I also was able to contact Dr. Zane Horowitz at Oregon Health Sciences University for some additional insight on Oregon poisonings. In the fall of 1989 there was a single cluster of 5 patients of which 4 went on to have a liver transplant. There have been no transplants since and no deaths either. He estimated that they deal with fewer than 10 cases each year exhibiting evidence of elevated liver enzymes. Sandy Giffin, Department Director of the Oregon Poison Center then sent me a copy of the standard report which shows mushroom exposures for 2006 for the region served by the Oregon Poison Center (Oregon, Alaska and Nevada). Table I is created from their data.

Table I

*MMH (Monomethylhydrazine)

It is not clear what poisonings are classified as due to orellanine (possibly ingestion of Amanita smithiana). However, actual orellanine poisonings have never been confirmed in North America.

The total for these three states (Oregon, Alaska and Nevada) is about 22% the average for California, which is about what one would expect. Children under 6 accounted for 53% of the calls to the poison center. The entry under orellanine poisoning is curious, as I have seen no confirmed orellanine poisoning reports ever in North America. It is possible that the entry might refer to ingestion of Amanita smithiana that was once thought to contain orellanine, but it is impossible to answer this question with any certainty. The other two striking things that I note are that the number of calls due to hallucinogenic mushrooms is a striking 12% of the total and that only one ingestion (coincidentally of a hallucinogen) resulted in a major adverse effect. The prominence of calls regarding adverse effects of hallucinogens reflects the unusual abundance of hallucinogenic mushrooms in coastal regions of Washington, Oregon and Southern British Columbia. Other regions where hallucinogenic effects would be prominent are Hawaii and the Gulf States.
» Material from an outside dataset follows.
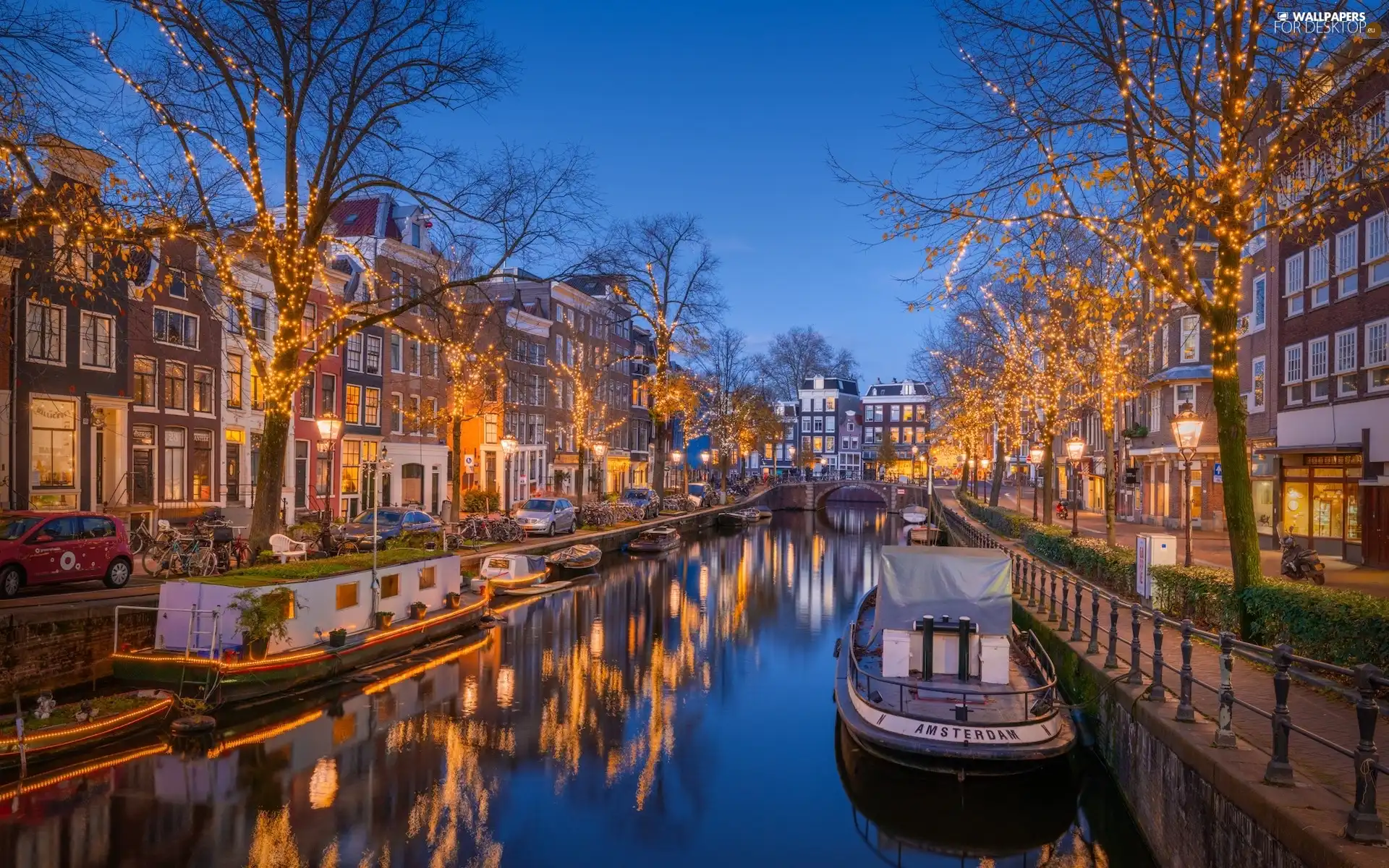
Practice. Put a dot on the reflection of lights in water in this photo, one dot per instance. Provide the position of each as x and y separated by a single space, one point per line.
470 696
506 686
323 783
Over all I am increasingly confident that while NAMA is not getting reports of all poisonings that occur in North America, we are getting a good representative sample and we are learning about the majority of deadly poisonings. The detailed summary of poisoning reports for North America in 2006 will appear in a separate paper to appear in McIlvainea in press).


Sean Patrick Nordt and Anthony Monoguerra, “Five Year Analysis of Mushroom Exposures in California”, West J. Med. 2000 November; 173(5): 314-317

D.S. Regenstorff, R.W. Osorio, and M. Bonacini, “Recovery from Severe Hepatitis Caused by Mushroom Poisoning Without Liver Transplantation”, Clinical Gastroenterology and Hepatology 2003; 1:392-396

P. Sanz, R. Reig, J. Piqueras, G. Marti and J. Corbella, “Fatal Mushroom Poisoning in Barcelona, Spain 1986-1988”, Mycopathologia, 1989 December; 108(3) pp?